After meeting a beggar
covered with sores, having lifeless eyes, a rotted nose and teeth that fall out with
every racking cough of his wretched body, Candide is moved to give the poor creature a
florin, whereupon the beggar hugs him.  Candide is appalled to discover that this beggar
is Dr. Pangloss.  After Candide learns from him that Cunegonde is dead he exclaims, "Oh
best of all possible worlds--after the philosophy of von Leibniz--, where are you?" 
Pangloss explains that he has contracted syphilis from Paquette who was infected, "a
present given to her by a learned Franciscan friar," who in turn contracted it from
another on back to a Jesuit who received it from a shipmate of Christopher Columbus. 

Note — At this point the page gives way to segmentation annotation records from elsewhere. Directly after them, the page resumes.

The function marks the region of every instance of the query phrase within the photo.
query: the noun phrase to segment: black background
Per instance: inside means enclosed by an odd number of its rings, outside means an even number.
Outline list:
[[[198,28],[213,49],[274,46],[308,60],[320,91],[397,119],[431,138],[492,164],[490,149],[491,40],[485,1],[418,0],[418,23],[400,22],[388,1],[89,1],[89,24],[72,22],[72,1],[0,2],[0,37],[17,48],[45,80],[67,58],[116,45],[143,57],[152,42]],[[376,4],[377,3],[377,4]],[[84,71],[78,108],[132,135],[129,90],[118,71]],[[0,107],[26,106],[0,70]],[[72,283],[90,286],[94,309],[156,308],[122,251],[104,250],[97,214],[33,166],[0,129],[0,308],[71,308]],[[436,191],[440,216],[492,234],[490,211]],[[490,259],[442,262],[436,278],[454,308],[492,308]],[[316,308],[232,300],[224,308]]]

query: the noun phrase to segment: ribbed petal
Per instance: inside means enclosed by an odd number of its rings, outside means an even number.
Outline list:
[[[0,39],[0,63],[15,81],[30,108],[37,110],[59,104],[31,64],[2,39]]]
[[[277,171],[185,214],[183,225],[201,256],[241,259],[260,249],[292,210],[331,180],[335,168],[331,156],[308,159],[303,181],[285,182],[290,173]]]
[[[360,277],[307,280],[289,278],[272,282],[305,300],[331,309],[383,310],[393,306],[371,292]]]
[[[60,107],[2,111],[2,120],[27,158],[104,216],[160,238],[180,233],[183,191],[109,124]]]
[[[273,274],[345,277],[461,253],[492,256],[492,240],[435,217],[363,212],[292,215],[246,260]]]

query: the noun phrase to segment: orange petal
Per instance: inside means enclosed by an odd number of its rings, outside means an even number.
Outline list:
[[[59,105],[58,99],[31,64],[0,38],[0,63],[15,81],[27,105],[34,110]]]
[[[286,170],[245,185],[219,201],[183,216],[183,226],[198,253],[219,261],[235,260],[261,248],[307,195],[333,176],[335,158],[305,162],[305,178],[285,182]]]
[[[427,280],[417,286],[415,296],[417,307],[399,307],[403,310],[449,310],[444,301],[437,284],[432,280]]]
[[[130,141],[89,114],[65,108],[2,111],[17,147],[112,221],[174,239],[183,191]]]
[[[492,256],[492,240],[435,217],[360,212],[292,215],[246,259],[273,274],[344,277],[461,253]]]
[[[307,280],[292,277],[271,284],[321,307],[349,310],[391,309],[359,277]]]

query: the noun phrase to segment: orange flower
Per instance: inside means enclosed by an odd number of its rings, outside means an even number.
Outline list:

When Candide suggests that it has all stemmed from the devil, Pangloss contradicts him,
saying,



Not
at all....It was an indispensable element in the best of worlds, a necessary ingredient,
becuase if Columbus, on an American island, hadn't caught that disease which poison the
source of generation, ...and which is obviously opposed to the great goal of nature, we
would now have neither chocolate  nor
cochineal.



In this passage,
of course, Voltaire parodies von Leibniz's reasoning as well as the blind optimism of
his philosophy that holds that since God has created the world, and God is all good,
then the world, also, must be good.  This attempt of Pangloss to explain evil in a world
where all is good by suggesting that the evils have served a good purpose, the
production of chocolate, for instance, is absurd.